Hari-hari yang aku lalui serasa penuh derita dan lubang yang kau buat di hatiku tanpa sadar semakin membesar dan melukai seluruh sisi tubuhku yamg kecil ini.
Ku tak tahu begaimana caranya menggambarkan rasa sakit ini, tapi yang jelas rasa sakit ini lebih pedih dari pada memusuk-nusukkan pisau ke perutmu sendiri.
Di posisi ini aku memandangmu seperti pembunuh berdarah dingin. Entah kenapa perasaan ini terus ada. Tak kutahu alas an yang dapat membuatku menjadi sebodoh ini hingga tak dapat membencimu.
Sampai kini aku tak pernah melupakan semua kenangan diantara kita. Baik itu kenangan indah maupun kenangan yang merenggut hatiku.
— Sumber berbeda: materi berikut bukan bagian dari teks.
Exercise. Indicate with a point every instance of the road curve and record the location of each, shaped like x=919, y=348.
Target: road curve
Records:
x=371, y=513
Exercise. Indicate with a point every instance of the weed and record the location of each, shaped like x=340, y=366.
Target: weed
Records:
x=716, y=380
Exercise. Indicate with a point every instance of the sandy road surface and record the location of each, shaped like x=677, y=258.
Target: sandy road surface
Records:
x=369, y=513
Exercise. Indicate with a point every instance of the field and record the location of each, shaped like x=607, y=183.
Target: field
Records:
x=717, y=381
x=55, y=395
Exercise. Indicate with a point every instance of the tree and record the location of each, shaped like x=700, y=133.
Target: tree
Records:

Bermenit-menit, berjam-jam, berhari-hari, berminggu-minggu, berbulan-bulan dan bertahun-tahun selalu bayangmu yang tak dapat aku hilangkan dari pikiranku setiap aku berjalan, duduk, berdiri maupun tertidur. Baik sadar atau tidak kau ada disana memandangiku takut!
Dimatamu itu ada dendam dan dendam itulah yang membuat aku jatuh cinta dan meta itu pula yang tak pernah bias menghilang, melebur, menguap, melayang dari setiap sel-sel otakku dan membuatku jenuh..perih sendiri.
Satu kenangan terindah kita adalah di malam bulan purnama berhiaskan lamunan cinta dan senandung lama menyambungkan batin dua insan..detakan jantung kami dalam suka cita kota Bali yang gemilang. Sayangnya kini semua cerita ini telah terobek-robek berubah menjadi serpihan oleh sisa dendam yang terus terpancar seperti lampu jalanan di malam tak berbulan tak berbintang di mata kedua anak manusia yang pada saat sebelumnya telah memandang bulan dan bintang tersebut.
Cobalah kau bayangkan rasa yang akan muncul apabila orang yang kau cintai, orang yang selalu Nampak si setiap jalan, setiap cenayang, setiap kesedihan dan setiap kesenangan di kilauan dua bola hitam di rupa ini, membenci dan mendendamimu???